Site Reliability Engineer
Palo Alto, CA (United States)
cassandra java amazon-web-services
Apples Applied Machine Learning team has built systems for a number of large-scale data science applications. We work on high-impact projects that serve various Apple lines of business. We use the latest in open source technology and as committers on some of these projects, we are pushing the envelope! Working with multiple lines of business, we handle many streams of Apple-scale data. We bring it all together and extract the value.

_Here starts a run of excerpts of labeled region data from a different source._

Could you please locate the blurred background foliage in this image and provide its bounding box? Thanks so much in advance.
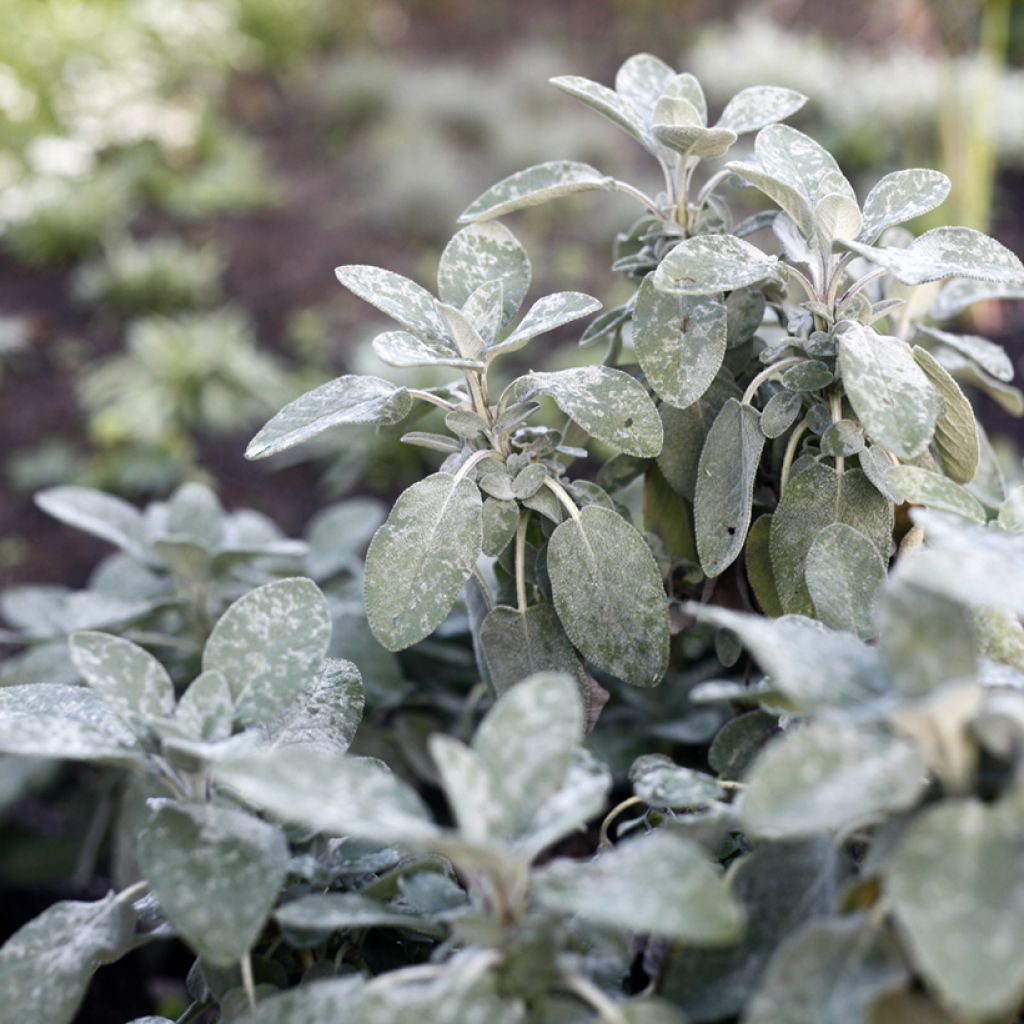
[0,0,1024,1015]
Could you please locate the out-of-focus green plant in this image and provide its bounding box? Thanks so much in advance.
[74,237,224,317]
[79,308,293,456]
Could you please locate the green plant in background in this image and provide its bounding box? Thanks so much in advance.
[74,238,224,317]
[6,54,1024,1024]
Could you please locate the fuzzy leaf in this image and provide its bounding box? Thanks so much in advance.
[334,265,449,340]
[246,374,413,459]
[633,274,728,409]
[69,632,174,729]
[437,224,531,324]
[718,85,807,135]
[365,473,483,650]
[856,167,950,245]
[480,604,590,695]
[654,234,778,295]
[137,801,288,967]
[837,321,940,459]
[693,398,765,577]
[805,522,886,639]
[513,367,663,458]
[0,683,143,765]
[841,227,1024,285]
[459,160,615,224]
[535,831,743,946]
[886,466,987,523]
[35,486,152,561]
[551,75,650,148]
[213,746,437,843]
[548,505,669,686]
[0,894,135,1024]
[487,292,601,358]
[885,800,1024,1019]
[769,462,893,614]
[740,720,928,839]
[203,579,331,723]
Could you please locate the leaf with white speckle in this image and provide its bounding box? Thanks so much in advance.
[373,331,483,370]
[486,292,601,359]
[0,893,135,1024]
[804,522,886,639]
[740,720,928,839]
[365,473,483,650]
[437,223,531,324]
[459,160,615,224]
[512,367,662,458]
[841,227,1024,285]
[0,683,143,765]
[693,398,765,577]
[213,746,438,843]
[886,466,988,523]
[845,167,950,245]
[35,486,152,561]
[69,632,174,730]
[688,605,886,713]
[718,85,807,135]
[246,374,413,459]
[203,579,331,724]
[334,265,449,339]
[137,801,288,967]
[885,800,1024,1020]
[654,234,778,295]
[548,505,669,686]
[480,604,590,694]
[534,830,743,946]
[633,274,728,409]
[551,75,651,148]
[837,321,940,458]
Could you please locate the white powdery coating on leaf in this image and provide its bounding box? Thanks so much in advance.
[335,265,449,339]
[364,473,483,650]
[848,167,950,244]
[437,223,531,323]
[246,374,413,459]
[654,234,778,295]
[0,894,135,1024]
[459,160,614,223]
[0,683,142,763]
[837,321,939,459]
[842,227,1024,285]
[203,579,331,723]
[740,720,928,839]
[138,801,288,967]
[520,367,663,458]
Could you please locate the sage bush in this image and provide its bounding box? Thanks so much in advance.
[0,54,1024,1024]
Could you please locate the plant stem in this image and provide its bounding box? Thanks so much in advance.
[240,949,256,1010]
[740,355,804,406]
[515,509,529,614]
[779,420,807,497]
[614,179,662,217]
[565,974,629,1024]
[544,476,580,521]
[597,797,643,849]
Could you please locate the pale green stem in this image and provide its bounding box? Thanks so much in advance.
[240,949,256,1010]
[828,392,846,476]
[779,420,807,496]
[455,449,501,483]
[407,387,459,413]
[741,355,804,406]
[565,974,629,1024]
[544,476,580,521]
[515,509,529,614]
[613,179,662,217]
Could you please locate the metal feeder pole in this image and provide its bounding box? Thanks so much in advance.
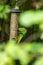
[10,8,20,40]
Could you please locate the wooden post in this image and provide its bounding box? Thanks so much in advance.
[10,8,20,40]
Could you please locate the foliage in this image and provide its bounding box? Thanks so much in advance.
[0,40,43,65]
[0,0,43,65]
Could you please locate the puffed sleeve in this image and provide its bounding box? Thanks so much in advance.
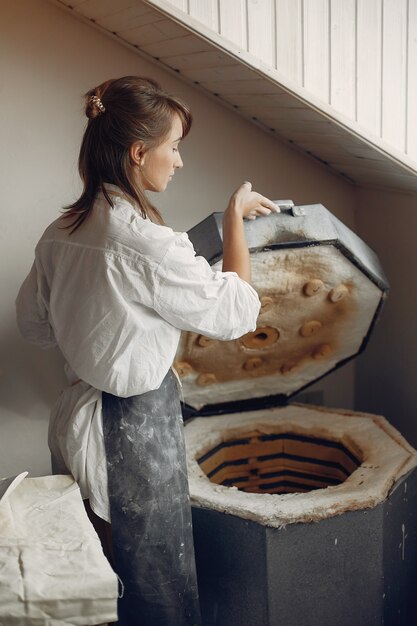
[16,261,56,348]
[154,233,260,340]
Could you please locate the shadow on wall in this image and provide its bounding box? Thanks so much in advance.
[0,320,66,420]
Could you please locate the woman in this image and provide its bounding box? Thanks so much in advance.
[17,76,278,626]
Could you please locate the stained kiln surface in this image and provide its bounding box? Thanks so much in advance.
[185,405,417,528]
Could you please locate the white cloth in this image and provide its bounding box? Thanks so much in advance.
[16,185,260,521]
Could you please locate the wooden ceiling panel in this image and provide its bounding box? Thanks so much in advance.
[51,0,417,192]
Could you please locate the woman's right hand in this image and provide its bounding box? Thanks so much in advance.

We do all this with an outstanding group of software engineers, data scientists, SRE/DevOps engineers and managers.
Monitor production, staging, test and development environments for a myriad of applications in an agile and multifaceted organization.
You are an independent problem-solver who is self-directed and capable of exhibiting deftness to handle multiple simultaneous contending priorities and deliver solutions in a timely manner.
Provide incident resolution for all technical production issues.
Create and maintain accurate, up-to-date documentation reflecting configuration, and responsible for writing justifications, training users in sophisticated topics, writing status reports, documenting procedures, and interacting with Apple staff and management.
Provide guidance to improve the stability, security, efficiency and scalability of systems.
Determine future needs for capacity and investigate new products and/or features.
Strong troubleshooting ability will be used daily; will take steps on their own to isolate issues and resolve root cause through investigative analysis in environments where the candidate has little knowledge/experience/documentation.
Administer and ensure the accurate execution of the backup systems.
Provide 24x7 on-call support to handle urgent critical issues.